FRIESOYTHE - Agenturchef Werner Tegen sieht trotz einer leicht gestiegenen Quote einen positiven Trend. Die Konjunktur stütze die Entwicklung.

Von Thomas Haselier

FRIESOYTHE - Obwohl es gegenüber dem Vormonat einen leichten Anstieg gegeben hat, war die Arbeitslosenzahl im Dezember im Bezirk Friesoythe so niedrig wie schon seit fünf Jahren nicht mehr. Der Arbeitsmarktbericht der Agentur für Arbeit weist für den letzten Monat des Jahres 2006 eine Arbeitslosenquote von 8,2 Prozent aus, etwas mehr als im November 2006 (7,6), aber deutlich weniger als im Dezember 2005 (9,8). Die Zahl der Eintritte in die Arbeitslosigkeit ist im vergangenen Jahr gegenüber 2005 sogar um 14,9 Prozent zurückgegangen. Gleichzeitig stieg die Zahl derer, die in Arbeit vermittelt werden konnten, deutlich an.

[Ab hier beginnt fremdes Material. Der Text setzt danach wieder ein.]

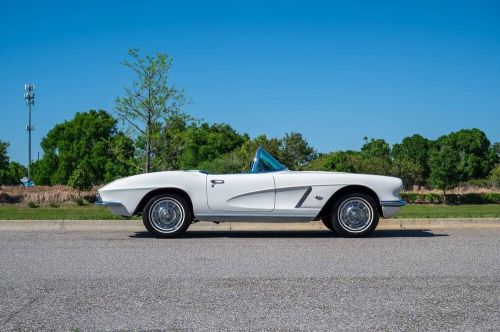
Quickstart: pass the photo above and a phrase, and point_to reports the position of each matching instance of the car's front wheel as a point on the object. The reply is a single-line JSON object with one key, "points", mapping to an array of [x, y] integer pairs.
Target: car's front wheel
{"points": [[167, 215], [354, 215]]}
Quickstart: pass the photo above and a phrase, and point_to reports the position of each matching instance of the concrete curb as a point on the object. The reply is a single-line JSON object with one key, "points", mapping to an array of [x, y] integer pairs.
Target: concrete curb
{"points": [[136, 225]]}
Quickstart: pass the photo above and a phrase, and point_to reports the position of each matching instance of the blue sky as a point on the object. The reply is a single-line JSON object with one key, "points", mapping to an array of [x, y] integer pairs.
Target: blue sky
{"points": [[335, 71]]}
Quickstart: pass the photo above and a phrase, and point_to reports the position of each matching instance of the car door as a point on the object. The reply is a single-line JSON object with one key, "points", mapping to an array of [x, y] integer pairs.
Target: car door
{"points": [[241, 192]]}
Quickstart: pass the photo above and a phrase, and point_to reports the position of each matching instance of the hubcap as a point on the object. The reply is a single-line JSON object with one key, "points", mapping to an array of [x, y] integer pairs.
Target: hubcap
{"points": [[166, 215], [355, 215]]}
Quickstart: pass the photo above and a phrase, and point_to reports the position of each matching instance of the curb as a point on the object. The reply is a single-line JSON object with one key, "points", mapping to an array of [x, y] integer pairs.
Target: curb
{"points": [[136, 225]]}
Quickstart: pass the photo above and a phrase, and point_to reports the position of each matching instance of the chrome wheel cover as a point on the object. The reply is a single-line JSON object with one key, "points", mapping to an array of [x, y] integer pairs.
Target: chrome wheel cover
{"points": [[355, 215], [166, 215]]}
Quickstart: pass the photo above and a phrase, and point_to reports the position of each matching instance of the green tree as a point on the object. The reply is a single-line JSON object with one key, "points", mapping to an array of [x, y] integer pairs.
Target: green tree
{"points": [[340, 161], [495, 176], [444, 164], [10, 171], [376, 157], [204, 143], [295, 151], [4, 158], [409, 171], [148, 105], [473, 149], [78, 152], [413, 149]]}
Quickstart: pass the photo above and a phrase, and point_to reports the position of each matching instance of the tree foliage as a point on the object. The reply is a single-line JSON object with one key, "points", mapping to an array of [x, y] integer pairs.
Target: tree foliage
{"points": [[10, 171], [148, 106], [78, 152]]}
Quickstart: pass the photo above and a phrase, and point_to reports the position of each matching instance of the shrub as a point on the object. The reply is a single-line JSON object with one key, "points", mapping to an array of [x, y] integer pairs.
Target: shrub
{"points": [[32, 205], [79, 201], [437, 198], [53, 204]]}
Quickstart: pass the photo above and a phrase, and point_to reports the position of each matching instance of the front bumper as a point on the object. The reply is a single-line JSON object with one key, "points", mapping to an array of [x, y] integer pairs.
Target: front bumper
{"points": [[390, 208], [115, 207]]}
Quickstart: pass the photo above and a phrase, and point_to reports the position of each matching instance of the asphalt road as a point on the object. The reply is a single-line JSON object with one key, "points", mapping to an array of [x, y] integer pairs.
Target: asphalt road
{"points": [[236, 280]]}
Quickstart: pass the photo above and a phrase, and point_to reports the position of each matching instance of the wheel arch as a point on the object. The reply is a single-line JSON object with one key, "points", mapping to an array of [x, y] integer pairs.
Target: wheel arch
{"points": [[349, 189], [152, 193]]}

Nach Angaben von Werner Tegen, Leiter der Agentur für Arbeit in Friesoythe, liegt die Ursache des leichten Anstiegs der Quote in der großen Bedeutung des Baugewerbes für den Arbeitsmarkt im Bezirk Friesoythe begründet. „Wir haben in jedem Jahr im Winter einen deutlichen Anstieg der Arbeitslosigkeit zu verzeichnen. Dieser fällt in diesem Jahr angesichts der milden Witterung spürbar geringer aus als gewöhnlich.“

Wirkung zeige auch das erstmals von den Baubetrieben in Anspruch genommene neu eingeführte Saison-Kurzarbeitergeld. Dadurch würden mehr Dauerarbeitsplätze im Baubereich auch während der Wintermonate erhalten.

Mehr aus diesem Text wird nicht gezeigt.